Russia’s invasion of Ukraine on February 24th caused a tremendous amount of misery and death (both military and civilian). Though largely anticipated by western governments, the invasion has both profound geopolitical effects and resulted in real economic and financial costs for the global economy.

Wars are expensive to finance by the countries involved, while also leading to rippling effects outside of the conflict zone. To understand these effects and the consequences of this ongoing conflict is to understand the financial implications it brings and could bring in the future to all nations — not just Russia and Ukraine. This includes the costs and ongoing risks for multinational companies, many of which are based outside of the conflict zone.

Looking at Geopolitical Conflict as an Investor

The risks of war offer real financial risks. Some of these risks are easily identifiable and can be quantified within reason, while others can be more difficult (if not impossible) to identify and quantify.

  • For companies with publicly-listed equity and debt securities, there is often sufficient information in the public disclosure documents to broadly assess the additional costs or foregone revenues that these companies might suffer because of the war.
  • For private companies, it is up to equity investors, debt investors, and bank lenders to ask the right questions to management about war-related consequences for their business.

To understand the risks investors face, one must take a deeper look at the potential negative effects of Russia’s invasion of Ukraine on companies as a whole.

Commercial Business Disruptions

Commercial disruptions have occurred in the conflict zone for two reasons: sanctions on Russian (and Belarusian) companies and disarray in Ukraine, the country under siege.

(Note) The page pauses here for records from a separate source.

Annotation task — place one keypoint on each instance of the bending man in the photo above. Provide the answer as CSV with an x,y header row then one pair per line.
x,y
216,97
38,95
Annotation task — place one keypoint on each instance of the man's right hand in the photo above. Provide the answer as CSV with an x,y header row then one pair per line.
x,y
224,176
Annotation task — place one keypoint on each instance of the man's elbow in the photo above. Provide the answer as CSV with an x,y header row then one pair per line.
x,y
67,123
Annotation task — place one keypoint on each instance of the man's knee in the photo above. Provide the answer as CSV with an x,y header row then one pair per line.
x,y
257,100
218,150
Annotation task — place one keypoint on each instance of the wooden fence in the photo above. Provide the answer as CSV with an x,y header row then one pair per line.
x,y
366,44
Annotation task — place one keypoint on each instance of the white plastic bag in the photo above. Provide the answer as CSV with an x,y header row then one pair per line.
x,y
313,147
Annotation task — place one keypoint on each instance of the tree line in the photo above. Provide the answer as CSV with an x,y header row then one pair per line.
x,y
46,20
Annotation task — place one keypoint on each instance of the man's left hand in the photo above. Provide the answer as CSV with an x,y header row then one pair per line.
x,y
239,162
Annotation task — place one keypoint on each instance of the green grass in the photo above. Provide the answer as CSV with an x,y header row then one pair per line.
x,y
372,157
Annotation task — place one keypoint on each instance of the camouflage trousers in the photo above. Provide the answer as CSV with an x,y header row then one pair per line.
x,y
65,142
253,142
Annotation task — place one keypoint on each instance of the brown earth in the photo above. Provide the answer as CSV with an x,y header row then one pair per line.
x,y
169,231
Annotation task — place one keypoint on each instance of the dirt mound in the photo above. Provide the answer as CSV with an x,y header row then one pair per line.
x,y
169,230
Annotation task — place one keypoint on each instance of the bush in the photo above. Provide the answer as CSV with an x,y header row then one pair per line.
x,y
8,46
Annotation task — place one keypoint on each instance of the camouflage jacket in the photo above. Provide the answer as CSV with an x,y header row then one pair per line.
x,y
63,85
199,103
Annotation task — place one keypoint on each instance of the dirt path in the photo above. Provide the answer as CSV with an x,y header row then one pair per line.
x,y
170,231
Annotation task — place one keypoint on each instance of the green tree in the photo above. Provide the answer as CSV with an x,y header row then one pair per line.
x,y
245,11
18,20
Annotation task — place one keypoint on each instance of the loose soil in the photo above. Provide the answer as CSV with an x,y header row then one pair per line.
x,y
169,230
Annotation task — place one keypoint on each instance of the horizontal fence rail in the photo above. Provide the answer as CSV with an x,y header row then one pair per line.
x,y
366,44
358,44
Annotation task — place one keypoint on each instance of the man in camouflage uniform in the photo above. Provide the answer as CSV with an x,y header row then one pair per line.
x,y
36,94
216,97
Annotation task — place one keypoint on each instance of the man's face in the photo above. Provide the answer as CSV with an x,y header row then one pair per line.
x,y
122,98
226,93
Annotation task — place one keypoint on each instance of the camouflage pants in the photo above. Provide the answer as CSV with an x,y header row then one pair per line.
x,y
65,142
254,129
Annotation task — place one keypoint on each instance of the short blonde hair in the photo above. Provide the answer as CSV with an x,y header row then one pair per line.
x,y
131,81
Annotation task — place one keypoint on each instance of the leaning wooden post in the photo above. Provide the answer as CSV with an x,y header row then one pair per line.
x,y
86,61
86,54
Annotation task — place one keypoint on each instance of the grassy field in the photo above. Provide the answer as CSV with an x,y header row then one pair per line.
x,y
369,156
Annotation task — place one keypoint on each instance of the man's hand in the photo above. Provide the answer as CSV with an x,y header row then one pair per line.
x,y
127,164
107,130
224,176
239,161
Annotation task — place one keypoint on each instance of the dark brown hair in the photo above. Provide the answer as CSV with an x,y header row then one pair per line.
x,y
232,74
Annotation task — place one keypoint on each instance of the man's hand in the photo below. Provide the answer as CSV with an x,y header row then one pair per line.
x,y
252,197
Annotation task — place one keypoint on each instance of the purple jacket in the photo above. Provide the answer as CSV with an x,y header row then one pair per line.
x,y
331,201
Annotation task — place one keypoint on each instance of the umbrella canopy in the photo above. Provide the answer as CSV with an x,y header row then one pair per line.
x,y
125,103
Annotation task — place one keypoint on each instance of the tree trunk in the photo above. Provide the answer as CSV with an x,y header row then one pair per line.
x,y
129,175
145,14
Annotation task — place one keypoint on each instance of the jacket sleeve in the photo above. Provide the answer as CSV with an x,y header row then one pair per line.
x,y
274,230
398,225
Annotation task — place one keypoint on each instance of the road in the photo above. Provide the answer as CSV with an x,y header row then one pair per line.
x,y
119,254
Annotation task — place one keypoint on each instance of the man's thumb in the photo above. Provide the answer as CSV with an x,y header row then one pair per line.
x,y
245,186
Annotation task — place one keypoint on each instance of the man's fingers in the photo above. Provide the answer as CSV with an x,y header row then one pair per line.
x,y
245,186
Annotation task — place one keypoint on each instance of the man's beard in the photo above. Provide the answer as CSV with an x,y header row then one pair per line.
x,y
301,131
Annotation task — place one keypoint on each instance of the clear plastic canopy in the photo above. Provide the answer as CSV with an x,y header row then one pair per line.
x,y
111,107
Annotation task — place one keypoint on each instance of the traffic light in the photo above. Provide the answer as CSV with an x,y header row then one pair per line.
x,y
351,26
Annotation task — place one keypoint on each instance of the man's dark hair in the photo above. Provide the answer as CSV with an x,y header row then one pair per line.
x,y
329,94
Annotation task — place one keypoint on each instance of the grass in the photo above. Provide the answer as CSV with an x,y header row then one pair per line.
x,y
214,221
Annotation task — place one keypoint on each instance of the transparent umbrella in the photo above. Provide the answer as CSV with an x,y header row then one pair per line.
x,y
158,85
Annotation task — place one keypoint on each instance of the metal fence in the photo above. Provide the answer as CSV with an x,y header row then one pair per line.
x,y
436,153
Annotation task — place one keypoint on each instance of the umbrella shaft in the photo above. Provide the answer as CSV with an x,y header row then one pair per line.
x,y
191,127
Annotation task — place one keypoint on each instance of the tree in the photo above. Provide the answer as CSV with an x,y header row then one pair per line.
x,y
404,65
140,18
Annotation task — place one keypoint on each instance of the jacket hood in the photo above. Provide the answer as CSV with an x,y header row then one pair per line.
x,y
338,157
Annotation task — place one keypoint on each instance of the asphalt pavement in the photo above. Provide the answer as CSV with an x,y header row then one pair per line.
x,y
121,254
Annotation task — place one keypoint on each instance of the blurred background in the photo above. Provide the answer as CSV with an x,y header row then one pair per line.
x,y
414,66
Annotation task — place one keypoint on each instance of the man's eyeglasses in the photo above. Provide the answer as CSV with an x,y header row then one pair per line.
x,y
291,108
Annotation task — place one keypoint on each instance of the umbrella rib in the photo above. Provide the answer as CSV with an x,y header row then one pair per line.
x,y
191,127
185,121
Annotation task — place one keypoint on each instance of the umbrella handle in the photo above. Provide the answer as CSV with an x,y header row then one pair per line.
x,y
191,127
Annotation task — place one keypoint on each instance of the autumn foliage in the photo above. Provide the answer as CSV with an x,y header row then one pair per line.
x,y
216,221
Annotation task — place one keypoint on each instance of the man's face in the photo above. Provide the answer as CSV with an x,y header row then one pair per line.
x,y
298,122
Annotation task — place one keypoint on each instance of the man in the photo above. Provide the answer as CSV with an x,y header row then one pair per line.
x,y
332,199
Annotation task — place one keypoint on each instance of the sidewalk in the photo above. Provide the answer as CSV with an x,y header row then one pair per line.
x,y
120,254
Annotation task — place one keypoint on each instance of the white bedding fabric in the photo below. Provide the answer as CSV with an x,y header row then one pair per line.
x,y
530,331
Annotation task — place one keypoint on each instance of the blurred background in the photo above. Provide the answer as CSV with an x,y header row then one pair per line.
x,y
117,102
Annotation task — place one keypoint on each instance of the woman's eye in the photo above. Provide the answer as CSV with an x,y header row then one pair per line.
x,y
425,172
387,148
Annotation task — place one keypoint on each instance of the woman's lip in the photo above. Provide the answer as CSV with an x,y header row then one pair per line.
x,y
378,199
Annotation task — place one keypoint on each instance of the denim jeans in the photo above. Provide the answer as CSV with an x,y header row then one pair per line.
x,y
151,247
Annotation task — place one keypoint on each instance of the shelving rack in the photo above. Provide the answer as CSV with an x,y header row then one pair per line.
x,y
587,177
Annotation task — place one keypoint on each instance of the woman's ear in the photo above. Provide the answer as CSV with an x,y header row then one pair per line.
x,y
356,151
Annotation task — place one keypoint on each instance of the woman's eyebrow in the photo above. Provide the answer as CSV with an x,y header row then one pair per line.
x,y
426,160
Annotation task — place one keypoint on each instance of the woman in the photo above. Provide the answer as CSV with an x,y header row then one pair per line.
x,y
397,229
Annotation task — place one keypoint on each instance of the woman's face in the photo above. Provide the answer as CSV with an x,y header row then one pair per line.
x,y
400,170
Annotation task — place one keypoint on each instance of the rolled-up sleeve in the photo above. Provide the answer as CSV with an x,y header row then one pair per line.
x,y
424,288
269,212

Customer/Client-Facing Disruptions: Extensive and comprehensive sanctions on Russia, or simply moral pressure to “do the right thing,” mean that many foreign multinational companies with storefronts or client-facing operations/ or facilities in Russia have reduced (or halted completely) their businesses in the country.

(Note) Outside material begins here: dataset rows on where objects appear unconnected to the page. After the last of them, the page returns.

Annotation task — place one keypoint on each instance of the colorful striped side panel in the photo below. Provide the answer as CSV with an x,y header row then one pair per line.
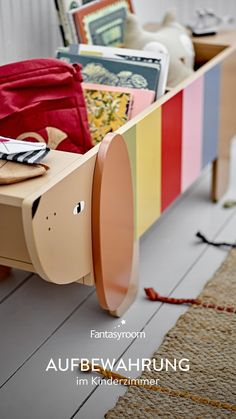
x,y
148,170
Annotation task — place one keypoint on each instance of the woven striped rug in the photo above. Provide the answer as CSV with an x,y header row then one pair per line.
x,y
207,337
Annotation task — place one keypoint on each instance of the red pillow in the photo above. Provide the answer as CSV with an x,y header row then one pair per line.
x,y
42,100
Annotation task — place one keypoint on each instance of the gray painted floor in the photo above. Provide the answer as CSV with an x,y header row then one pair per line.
x,y
40,321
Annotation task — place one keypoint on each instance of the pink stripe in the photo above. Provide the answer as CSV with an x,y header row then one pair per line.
x,y
192,132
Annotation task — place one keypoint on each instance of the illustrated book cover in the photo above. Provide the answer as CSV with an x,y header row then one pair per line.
x,y
103,22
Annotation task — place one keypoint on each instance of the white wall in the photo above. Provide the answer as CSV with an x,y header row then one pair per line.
x,y
28,28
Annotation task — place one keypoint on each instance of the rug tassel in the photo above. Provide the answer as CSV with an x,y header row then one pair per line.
x,y
154,296
173,393
216,244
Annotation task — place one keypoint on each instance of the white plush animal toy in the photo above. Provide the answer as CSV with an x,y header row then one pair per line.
x,y
173,36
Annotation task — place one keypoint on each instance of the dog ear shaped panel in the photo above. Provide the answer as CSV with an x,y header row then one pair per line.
x,y
82,221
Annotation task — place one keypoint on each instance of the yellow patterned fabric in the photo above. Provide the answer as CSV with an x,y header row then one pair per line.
x,y
107,111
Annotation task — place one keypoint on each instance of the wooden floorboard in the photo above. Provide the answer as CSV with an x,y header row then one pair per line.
x,y
42,321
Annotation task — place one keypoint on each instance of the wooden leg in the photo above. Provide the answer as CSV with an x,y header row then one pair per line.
x,y
5,271
227,127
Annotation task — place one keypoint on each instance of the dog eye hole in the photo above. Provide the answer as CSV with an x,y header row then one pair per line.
x,y
79,208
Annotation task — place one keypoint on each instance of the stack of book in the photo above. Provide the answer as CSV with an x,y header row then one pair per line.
x,y
118,83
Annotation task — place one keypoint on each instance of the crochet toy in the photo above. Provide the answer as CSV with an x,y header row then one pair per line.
x,y
171,35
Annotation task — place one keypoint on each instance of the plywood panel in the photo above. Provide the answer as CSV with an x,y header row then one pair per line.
x,y
148,170
192,132
211,115
171,150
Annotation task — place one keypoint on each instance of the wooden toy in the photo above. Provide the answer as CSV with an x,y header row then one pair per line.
x,y
82,221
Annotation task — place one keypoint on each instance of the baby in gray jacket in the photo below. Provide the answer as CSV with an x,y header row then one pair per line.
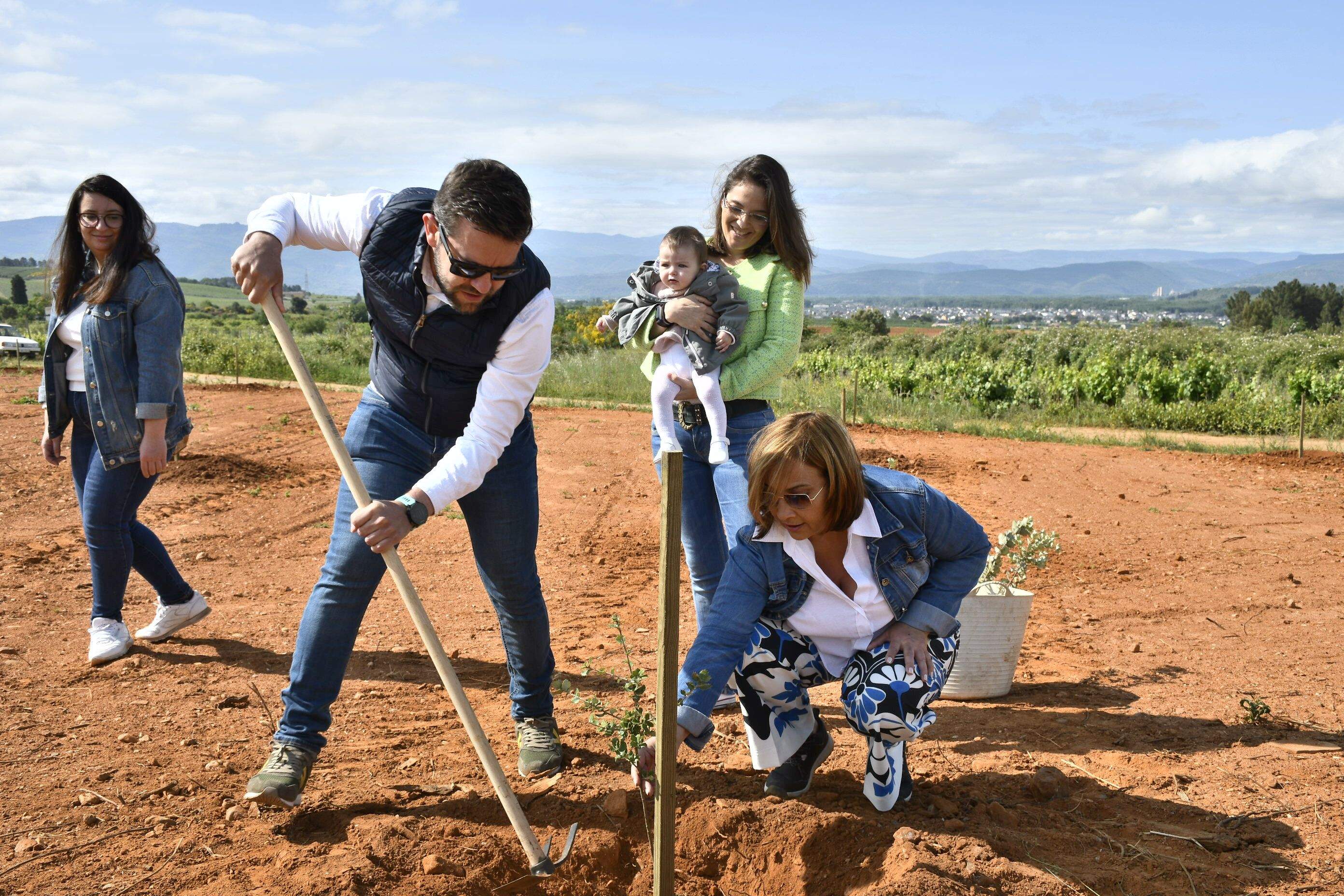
x,y
683,268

  • Pulling up stakes in Russia obviously reduces or eliminates sales in the country, the world’s 11th largest economy (GDP in 2021 of $1.7 trillion equivalent) with a population of 144 million.
  • Many multinational companies operated in Russia prior to the war, some for many years, only to curtail or close their local business completely.
  • Some well-known multinationals that ceased operations within Russia include McDonald’s, Starbucks, Heineken, Este Lauder, Siemens, Nestlé, Visa, Bloomberg, Netflix, Apple, Renault, Boeing and Caterpillar, among many others.
  • The effect of the Russian invasion on international oil companies has also been in the headlines. Companies like BP, ExxonMobil and Shell ceased joint ventures and other arrangements with Russian partners like Gazprom and Rosneft.
  • Most commercial and investment banks, along with consultancy firms, have also stopped business in Russia or are winding down activities in the country. 

Although not the target of sanctions, commercial business activities in Ukraine were also disrupted as the war is fought there, in many cases leaving multinational companies little choice but to reduce their production of goods or provisions of services in the country.

  • Even if companies continue to operate in Ukraine in a more limited capacity, sales within Ukraine are hampered by the vastly weaker economy. Ukrainian finance minister Sergii Marchenko said in a meeting at the European Council in mid-April that about 30% of companies have completely stopped their activities in the country, while 45% have reduced production (as per Investment Monitor).
  • The World Bank projects the Ukraine GDP will decline by 45% this year, and the collateral damage to the European economy will cause GDP growth to decline to 3.0% in the EU this year compared to the pre-war expectation of 4.1%.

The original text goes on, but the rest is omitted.